Previous affinity-based studies have suggested enrichment of 5hmC at CpG-rich transcription start sites. However, these observations relied heavily on antibody-base detection, which has been shown to exhibit bias toward 5hmC dense regions. Here we find that, in general, 5hmC is most abundant at regions of low CpG content. Furthermore, even promoters with relatively high 5hmC content tend to have low CpG content in both mouse and human ESCs. These findings highlight the utility of a base-resolution method for measuring 5hmC abundance, and provide new insight into its dynamic regulation at promoter sites with distinct CpG content.

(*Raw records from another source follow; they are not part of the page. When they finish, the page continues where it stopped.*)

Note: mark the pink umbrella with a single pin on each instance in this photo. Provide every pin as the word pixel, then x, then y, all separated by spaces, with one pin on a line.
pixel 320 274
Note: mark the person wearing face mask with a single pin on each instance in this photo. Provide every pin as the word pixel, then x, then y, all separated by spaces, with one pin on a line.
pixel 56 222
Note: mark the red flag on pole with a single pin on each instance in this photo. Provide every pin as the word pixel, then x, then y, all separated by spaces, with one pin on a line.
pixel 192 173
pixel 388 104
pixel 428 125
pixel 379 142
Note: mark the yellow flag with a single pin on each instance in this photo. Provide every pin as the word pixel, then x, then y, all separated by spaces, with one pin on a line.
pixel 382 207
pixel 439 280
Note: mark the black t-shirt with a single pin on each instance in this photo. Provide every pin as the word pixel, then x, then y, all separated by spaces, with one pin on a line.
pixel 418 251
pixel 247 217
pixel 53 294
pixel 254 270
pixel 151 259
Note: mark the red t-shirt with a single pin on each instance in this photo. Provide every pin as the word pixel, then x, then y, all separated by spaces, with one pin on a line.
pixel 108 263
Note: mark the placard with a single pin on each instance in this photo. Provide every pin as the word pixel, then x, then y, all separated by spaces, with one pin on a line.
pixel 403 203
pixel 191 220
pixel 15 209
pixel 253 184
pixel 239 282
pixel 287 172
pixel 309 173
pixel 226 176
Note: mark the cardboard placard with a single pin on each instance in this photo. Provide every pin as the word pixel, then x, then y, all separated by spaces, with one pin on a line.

Tahiliani and colleagues (Tahiliani et al., 2009
) recently estimated the genome-wide abundance of 5hmC to be about 14 times less than that of 5mC, which would correspond to ~4.4 million 5hmCs in human. However, as our results indicate that the base-level abundance of 5hmC is several times lower than 5mC, this is likely an under-estimate. The comparatively low number of 5hmCs confidently detected in our study (691,414) is likely explained by the frequent hydroxymethylation of gene bodies previously observed in affinity-based studies (Ficz et al., 2011
; Pastor et al., 2011
; Stroud et al., 2011
; Szulwach et al., 2011a
; Williams et al., 2011
; Wu et al., 2011
; Xu et al., 2011
). Since genic cytosines likely exist at a relatively low abundance of 5hmC (between 3–4%), they would have escaped detection at our current sequencing depth. In order to resolve low abundance 5hmCs at single-base precision, significantly more sequencing would be required. This observation highlights the biases inherent in affinity-based 5hmC mapping, which can amplify frequent weak signals found in gene bodies to overshadow rare but stronger ones at distal regulatory elements.
In summary, we have developed a genome-wide approach to determine 5hmC distribution at base resolution, and generated the first base-resolution maps of 5hmC in both human and mouse ESCs. These maps provide a template for further understanding the biological roles of 5hmC in stem cells as well as gene regulation in general. In conjunction with methylC-Seq, the TAB-Seq method described here represents a general approach to measure the absolute abundance of 5mC and 5hmC at specific sites or genome-wide, which could be widely applied to various cell types and tissues.